VDCI courses use the Carnegie Clock-to-Credit Hour Conversions
As a nationally-accredited institution, for all VDCI courses, the Carnegie clock-to-credit hour conversions for academic purposes is calculated for lecture, lab, and externship/internship.
Students are awarded credit for classes on the basis of the Carnegie unit. This defines a semester unit of credit as equal to a minimum of three hours of work per week for a semester. California's Title V code, section 55002, also defines student credit in this way. While the length of a semester may vary, the Carnegie definition is based upon a minimum length of 16 weeks. Thus, a unit of credit equates to three hours of student work per week (1 hour lecture plus 2 hours of homework or 3 hours of lab) for 16 weeks. In certain circumstances, it is possible to have more hours, but not less. The LASC College Catalog lists the total class hours required per course cycle.

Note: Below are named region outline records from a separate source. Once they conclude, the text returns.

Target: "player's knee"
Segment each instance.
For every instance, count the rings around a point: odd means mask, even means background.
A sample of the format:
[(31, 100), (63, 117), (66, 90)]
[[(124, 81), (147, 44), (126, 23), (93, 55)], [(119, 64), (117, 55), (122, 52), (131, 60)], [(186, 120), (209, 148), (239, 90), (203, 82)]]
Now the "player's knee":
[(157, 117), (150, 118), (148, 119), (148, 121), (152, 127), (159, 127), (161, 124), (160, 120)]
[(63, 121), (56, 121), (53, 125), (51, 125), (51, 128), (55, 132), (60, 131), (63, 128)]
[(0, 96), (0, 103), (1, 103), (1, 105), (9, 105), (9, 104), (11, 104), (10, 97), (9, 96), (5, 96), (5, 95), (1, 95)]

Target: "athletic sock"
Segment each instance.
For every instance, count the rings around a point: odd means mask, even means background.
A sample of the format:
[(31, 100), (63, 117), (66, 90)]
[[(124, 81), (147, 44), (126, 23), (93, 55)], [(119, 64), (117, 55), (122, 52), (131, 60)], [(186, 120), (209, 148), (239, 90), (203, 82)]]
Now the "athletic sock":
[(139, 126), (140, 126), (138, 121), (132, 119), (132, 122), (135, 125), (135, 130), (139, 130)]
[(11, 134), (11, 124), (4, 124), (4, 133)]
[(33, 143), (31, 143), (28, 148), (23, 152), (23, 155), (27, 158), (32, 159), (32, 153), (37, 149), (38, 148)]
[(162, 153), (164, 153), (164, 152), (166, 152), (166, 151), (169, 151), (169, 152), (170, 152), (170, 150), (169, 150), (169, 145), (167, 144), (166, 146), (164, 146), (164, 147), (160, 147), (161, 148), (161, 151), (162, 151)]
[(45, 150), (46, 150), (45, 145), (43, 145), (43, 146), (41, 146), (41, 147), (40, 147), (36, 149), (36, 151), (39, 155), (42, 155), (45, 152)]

Lecture Classes -- For a lecture class, one unit is considered to be one hour of lecture class time and two hours per week of homework. For the typical three-unit class, a student spends three hours per week in class and should do six hours per week of homework. The total semester hours are calculated by multiplying the weekly hours by 16.
Laboratory Classes -- For a laboratory class, the hours per week are considered to be all in class with no outside assignments. Thus, one unit is three hours per week of laboratory time.
By Arrangement Lab Hours -- Where a course includes by arrangement lab hours, these generally take the place of the hours assigned to homework, since the student is required to use supervised college facilities to do assignments related to homework. An example might be a 3-unit lecture course which requires the student also to work two hours per week in the computer lab. There would be only four hours per week of additional homework required.
Short Courses -- Short courses are prorated so they contain the same number of hours as if the course were scheduled for a full semester. To maintain the integrity of the instructional program, care must be taken when scheduling short courses so that there is adequate time for students to complete homework assignments or by arrangement laboratory assignments.